2. Do the electrons fill the entire space of the orbital, or do the stay close to the surface of the “balloon” (as the orbitals are often kind of shown)? Her book seemed to show that they fill the space.
Whether an electron fills space or occupies the surface of a balloon is a difficult thing to say in quantum mechanics. An orbital is a line of isoprobability, so for example an electron in the 1s state has a 90% probability of being somewhere in the 1s orbital. In that sense electrons fill space. We can go further and say that there is more of a chance it is in this part or that part. But it’s not really filling space in the same way that ketchup fills a bottle.
*3. Her book also said that the reason the 4s orbital fill before the 3d is that it “allows closer penetration of the electron to the vicinity of the nucleus.” Why is that? *
This is as I said. If you integrate a distance function across the 4s and 3d, you will find that the 4s electron is closer to the nucleus on average than the 3d electron. This doesn’t mean that the 4s orbital is actually closer, but it does mean there is more likely to be interference between the 3d electron and electrons from more inner orbitals. So the screening will be higher.

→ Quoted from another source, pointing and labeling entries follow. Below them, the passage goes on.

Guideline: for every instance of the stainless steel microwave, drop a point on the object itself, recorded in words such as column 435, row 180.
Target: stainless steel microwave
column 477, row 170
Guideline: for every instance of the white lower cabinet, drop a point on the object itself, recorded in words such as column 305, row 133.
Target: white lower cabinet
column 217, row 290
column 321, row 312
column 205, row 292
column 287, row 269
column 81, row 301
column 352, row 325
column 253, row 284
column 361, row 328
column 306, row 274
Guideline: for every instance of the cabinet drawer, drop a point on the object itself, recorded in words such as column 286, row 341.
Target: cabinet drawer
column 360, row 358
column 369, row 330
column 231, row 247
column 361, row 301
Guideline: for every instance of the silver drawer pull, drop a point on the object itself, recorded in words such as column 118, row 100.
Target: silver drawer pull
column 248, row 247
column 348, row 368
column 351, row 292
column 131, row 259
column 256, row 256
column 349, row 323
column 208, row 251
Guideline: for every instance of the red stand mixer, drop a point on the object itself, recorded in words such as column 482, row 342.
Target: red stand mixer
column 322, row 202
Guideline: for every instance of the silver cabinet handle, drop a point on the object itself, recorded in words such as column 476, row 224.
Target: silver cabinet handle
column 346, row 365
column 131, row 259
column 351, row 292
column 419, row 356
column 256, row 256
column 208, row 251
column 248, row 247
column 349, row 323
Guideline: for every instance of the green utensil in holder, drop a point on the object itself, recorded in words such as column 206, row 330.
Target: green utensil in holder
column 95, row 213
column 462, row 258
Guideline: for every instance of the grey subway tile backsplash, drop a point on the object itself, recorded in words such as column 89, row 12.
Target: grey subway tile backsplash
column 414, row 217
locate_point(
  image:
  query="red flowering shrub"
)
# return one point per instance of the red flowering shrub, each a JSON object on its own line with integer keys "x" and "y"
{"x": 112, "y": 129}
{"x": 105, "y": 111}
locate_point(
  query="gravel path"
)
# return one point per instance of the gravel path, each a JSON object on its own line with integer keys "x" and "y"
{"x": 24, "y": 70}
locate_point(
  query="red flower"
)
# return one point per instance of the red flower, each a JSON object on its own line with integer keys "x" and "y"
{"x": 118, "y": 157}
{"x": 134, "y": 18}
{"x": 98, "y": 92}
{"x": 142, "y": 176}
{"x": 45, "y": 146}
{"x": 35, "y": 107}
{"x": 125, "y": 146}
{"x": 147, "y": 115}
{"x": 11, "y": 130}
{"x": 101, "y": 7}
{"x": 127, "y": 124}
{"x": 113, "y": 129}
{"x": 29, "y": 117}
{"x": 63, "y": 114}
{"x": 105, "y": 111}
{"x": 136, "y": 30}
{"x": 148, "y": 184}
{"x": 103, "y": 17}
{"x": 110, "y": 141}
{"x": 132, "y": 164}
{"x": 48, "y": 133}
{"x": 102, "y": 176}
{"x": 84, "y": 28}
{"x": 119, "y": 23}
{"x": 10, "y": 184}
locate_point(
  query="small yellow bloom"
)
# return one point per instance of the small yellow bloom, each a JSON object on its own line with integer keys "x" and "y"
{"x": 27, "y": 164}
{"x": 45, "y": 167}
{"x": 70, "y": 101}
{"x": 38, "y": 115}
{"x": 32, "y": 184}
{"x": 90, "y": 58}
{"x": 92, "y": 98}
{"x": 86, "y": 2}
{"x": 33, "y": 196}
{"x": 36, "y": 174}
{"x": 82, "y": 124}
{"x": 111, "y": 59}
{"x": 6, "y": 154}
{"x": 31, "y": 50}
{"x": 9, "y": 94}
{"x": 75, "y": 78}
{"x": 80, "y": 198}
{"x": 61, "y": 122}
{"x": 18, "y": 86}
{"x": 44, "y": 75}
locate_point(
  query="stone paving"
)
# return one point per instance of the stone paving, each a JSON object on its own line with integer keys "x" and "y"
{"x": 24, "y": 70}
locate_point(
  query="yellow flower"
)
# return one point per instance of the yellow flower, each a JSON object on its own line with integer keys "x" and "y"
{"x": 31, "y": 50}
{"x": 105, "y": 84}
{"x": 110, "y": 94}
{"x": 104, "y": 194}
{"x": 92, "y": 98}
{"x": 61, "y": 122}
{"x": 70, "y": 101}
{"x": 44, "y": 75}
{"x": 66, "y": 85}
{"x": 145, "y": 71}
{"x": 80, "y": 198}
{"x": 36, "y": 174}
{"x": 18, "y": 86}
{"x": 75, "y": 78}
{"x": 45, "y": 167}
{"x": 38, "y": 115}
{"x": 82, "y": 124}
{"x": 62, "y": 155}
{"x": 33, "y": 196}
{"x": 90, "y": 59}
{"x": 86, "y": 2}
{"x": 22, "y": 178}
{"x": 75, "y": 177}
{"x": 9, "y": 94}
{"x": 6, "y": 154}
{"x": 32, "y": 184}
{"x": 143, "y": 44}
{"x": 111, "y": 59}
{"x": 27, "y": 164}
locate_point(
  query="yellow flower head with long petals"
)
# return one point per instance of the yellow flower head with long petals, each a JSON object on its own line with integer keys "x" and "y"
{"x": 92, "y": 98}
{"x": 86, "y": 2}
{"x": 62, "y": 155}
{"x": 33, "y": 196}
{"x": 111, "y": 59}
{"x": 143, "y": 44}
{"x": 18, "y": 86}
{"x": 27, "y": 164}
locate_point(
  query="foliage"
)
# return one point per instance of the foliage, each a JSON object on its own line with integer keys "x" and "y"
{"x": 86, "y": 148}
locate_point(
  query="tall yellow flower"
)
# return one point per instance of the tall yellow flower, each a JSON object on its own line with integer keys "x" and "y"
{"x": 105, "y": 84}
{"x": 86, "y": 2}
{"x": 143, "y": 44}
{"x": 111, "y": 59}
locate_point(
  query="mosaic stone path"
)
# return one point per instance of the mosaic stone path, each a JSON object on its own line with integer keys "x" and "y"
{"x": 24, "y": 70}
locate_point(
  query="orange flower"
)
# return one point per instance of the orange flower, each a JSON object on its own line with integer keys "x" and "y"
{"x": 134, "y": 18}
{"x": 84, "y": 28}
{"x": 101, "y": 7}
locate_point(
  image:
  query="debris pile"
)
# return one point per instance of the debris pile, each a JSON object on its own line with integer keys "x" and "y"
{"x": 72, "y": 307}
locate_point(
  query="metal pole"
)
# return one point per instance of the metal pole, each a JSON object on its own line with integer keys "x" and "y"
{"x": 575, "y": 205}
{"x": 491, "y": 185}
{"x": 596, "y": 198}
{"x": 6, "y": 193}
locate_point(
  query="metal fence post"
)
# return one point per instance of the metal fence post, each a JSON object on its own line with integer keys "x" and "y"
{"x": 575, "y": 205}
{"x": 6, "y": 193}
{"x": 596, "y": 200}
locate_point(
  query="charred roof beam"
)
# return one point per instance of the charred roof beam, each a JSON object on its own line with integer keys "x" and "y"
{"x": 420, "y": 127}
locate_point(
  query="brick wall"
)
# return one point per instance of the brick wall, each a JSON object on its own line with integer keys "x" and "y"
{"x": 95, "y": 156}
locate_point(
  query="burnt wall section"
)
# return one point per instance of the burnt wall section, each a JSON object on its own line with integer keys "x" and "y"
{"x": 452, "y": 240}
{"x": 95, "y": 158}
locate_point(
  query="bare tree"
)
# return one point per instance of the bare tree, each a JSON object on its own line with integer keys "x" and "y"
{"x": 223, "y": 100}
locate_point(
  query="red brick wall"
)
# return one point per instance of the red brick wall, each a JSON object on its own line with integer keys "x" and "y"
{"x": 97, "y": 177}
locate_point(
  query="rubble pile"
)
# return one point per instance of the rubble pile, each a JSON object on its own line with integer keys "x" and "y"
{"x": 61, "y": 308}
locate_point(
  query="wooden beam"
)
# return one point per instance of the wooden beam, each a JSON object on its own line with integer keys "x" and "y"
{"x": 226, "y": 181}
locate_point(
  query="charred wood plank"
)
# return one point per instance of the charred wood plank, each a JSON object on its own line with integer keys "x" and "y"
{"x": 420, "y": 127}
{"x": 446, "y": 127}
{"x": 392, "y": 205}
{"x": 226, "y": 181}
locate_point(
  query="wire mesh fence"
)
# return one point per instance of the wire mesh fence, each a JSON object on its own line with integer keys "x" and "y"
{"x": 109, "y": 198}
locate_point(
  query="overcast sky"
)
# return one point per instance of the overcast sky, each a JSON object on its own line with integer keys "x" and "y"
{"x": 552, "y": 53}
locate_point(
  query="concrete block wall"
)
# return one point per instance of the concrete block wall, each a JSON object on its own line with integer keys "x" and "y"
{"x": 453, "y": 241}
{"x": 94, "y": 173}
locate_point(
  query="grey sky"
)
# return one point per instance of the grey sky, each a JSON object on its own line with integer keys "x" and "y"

4. Are all these orbitals intersecting each other? The 4p must be running through all fouelonr s orbitals, just for one example.
You are quite right. Orbitals intersect. But the electrons don’t crash into each other.
5. Are electrons considered to be point charges that have variable paths, or are they so small that the de Broglie wave function literally makes their location spread out? I thought the wave function meant that the point charge had a variable path and that the “charge cloud” nomenclature was a way of describing it in practical terms, as that’s how it acts in human perception.
Both are true. An electron is a point charge in that it doesn’t have any physical volume. Experiments designed to measure the “Cross-section” of an electron report that they take up as little space as could possibly be described.
However a moving electron is quite literally smeared over an area. One can do a position measurement on it and nail down where it is, but trying to measure any property afterwards will smear out the electron again. This is not just a human perception thing. Electrons are waves. We can refract and focus them just like light or sound waves. And they interfere with each other and form ripple patterns on screens, like water does on a pond. The charge cloud is what an electron physically does. It is physically tangible.
At the same time if I bounce particles off of it, they will interact with the electron in the charge cloud as if it were a point particle. Quantum Physics is disconcerting.
- How do Americans pronounce de Broglie? Even the internet has failed me on this one.
Something like Dee Bray. French is weird.